[ltt-dev] lock-free data structures (was Re: [PATCH 12/12] centralize definition of BITS_PER_LONG)

Fri Feb 19 14:25:04 EST 2010

>> Some time we should also add double-long compare-and-swap, that's very
>> useful for lock-free lists.
>
> Do you have pointers to papers describing this double-wide CAS
> linked-list structure ?

I found 
http://citeseerx.ist.psu.edu/viewdoc/download?doi=10.1.1.86.8494&rep=rep1&type=pdf 
(page 4) which is a lock-free queue.

The two words are used like this:

   struct gen_ptr {
     long gen;
     void *ptr;
   }

where gen is always incremented whenever ptr is changed.

> Yes, good idea! Although this won't be available on all architectures.
> We might have to think of a mutex-based compatibility layer for these.

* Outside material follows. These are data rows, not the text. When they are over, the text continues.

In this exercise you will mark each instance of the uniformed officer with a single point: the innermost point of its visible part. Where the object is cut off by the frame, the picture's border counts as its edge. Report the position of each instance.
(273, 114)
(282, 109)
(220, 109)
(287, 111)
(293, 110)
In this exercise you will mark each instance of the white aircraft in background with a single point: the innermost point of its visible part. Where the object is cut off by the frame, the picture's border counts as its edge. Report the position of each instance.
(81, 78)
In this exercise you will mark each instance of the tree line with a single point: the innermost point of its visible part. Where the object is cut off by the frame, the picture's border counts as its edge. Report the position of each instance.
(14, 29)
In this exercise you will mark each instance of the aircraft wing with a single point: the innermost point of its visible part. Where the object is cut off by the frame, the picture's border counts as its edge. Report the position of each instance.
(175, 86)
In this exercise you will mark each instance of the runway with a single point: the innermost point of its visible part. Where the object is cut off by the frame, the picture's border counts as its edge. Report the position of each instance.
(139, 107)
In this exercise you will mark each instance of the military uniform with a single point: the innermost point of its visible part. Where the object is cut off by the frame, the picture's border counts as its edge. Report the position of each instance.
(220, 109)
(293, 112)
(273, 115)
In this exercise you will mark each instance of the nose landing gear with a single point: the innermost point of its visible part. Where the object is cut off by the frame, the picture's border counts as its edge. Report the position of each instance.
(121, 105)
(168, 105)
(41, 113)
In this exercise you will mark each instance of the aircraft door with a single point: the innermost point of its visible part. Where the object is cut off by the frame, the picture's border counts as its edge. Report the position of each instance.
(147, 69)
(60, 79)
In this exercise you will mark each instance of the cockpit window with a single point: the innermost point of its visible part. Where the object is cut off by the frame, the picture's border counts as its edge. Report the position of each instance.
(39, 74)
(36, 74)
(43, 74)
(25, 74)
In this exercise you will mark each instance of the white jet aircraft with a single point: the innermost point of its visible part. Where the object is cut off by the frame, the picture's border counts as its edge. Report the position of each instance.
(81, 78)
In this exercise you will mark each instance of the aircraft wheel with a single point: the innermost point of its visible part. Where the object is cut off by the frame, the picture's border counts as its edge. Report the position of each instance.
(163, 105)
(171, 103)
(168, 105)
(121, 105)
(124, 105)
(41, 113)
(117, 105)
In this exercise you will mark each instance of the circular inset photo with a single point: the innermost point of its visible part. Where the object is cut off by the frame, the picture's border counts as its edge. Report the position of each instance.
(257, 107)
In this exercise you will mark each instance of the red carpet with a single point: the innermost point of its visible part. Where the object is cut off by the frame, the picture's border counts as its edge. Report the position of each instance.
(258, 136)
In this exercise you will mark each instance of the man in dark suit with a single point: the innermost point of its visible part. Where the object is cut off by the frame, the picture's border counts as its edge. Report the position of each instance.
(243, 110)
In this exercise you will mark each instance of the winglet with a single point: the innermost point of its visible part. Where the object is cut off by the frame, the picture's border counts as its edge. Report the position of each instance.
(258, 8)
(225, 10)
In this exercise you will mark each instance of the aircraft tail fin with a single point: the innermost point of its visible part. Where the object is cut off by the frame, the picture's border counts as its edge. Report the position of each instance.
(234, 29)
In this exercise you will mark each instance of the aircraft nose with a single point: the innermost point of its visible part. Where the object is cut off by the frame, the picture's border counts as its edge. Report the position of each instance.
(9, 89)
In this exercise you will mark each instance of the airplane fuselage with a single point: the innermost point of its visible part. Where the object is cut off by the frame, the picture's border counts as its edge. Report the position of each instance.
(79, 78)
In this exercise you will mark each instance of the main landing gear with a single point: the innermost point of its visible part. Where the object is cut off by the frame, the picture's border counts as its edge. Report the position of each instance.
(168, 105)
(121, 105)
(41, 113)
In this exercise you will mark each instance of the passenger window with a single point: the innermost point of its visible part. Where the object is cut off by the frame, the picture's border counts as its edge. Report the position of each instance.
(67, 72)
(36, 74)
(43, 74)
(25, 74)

You don't need a mutex if you use it for a lock-free queue.  You're just 
better off providing two version of the queue, one for double-word CAS 
and a not-really-lock-free one for simple CAS.

The elementary operation in that algorithm are reading a struct gen_ptr 
in a way that can be compared-and-swapped later, and doing a 
compare-and-swap that checks consistency of generation and pointer and 
increments the generation.  If you have double-word CAS, everything is 
very simple because consistency is taken care of by the double-word CAS. 
  So with double-word CAS the above are

   void *atomicRead (struct gen_ptr *val)
   {
       return val->ptr;
   }

and

   long atomicCmpXchgIncrGeneration (struct gen_ptr *val, void *old_ptr,
                                     void *new_ptr)
   {
       int old_gen = val->gen;
       struct gen_ptr read =
           atomicCmpXchgDouble (val, old_gen, old_ptr,
                                old_gen + 1, new_ptr)
       return read.gen;
     }

but even without double-word CAS you can do it because if the 
generations match, so will the pointers.  So the CAS will be on the 
generation in this case, and you use the low-order bit as a tag bit for 
"operation in progress".  It would go something like this (untested):

   struct gen_ptr atomicRead (struct gen_ptr *val)
   {
       struct gen_ptr read;
       for (;;) {
           read.gen = val->gen;
           if (read.gen & 1) {
               /* Unlucky.  */
               continue;
           } else {
               read.ptr = val->ptr;
               rmb ();
               if (read.gen == val->gen)
                   return read;
           }
       }
   }

   long
   atomicCmpXchgWithGeneration (struct gen_ptr *val, long old_gen,
                                void *new_ptr)
   {
       assert (!(old_gen & 1));
       int read_gen = CAS (&val->gen, old_gen, old_gen + 3);
       if (read_gen == old_gen) {
           /* We are the only ones that have access to val->ptr here.
              Since the low bit is 1, other threads will lock on
              atomicRead and fail the CAS in their
              atomicCmpXchgWithGeneration.  Update val->ptr and untag
              the generation number.  */
           val->ptr = new_ptr;
           wmb ();
           val->gen--;
       }
       return read_gen;
   }

Now, while the above is certainly fun, I don't think it belongs in 
liburcu.  However...

> I wonder if we could use a clever RCU structure
> to mimick the double-wide CAS.

I don't know, I think lock-free queues and RCU are used for very 
different access patterns (and if you need lock-free, chances are that 
lock-free will kill your cache and not give you _that much_ performance, 
so maybe you'd better rethink everything...).  However I'm not expert at 
all.

Still, related to this, the paper above gives only half of the story. 
The lock-free queue needs a free list traditionally, and the paper 
mentions using a lock-free stack as a free list (BTW the lock-free stack 
doesn't need double-word CAS).  But then, the nodes on the freelist can 
never be returned to the OS because you can always race with the 
operations on the lock-free queue.

So, maybe RCU could be used to detect quiescent periods when there is no 
operation being performed on the lock-free queue.  *Both enqueue and 
dequeue* would be wrapped in rcu_read_{,un}lock(), unlike normal RCU 
algorithms because this one is lock free.  Then, in dequeue you'd 
replace the paper's line D19 with

     defer_rcu(free, head);

Hmm...

Paolo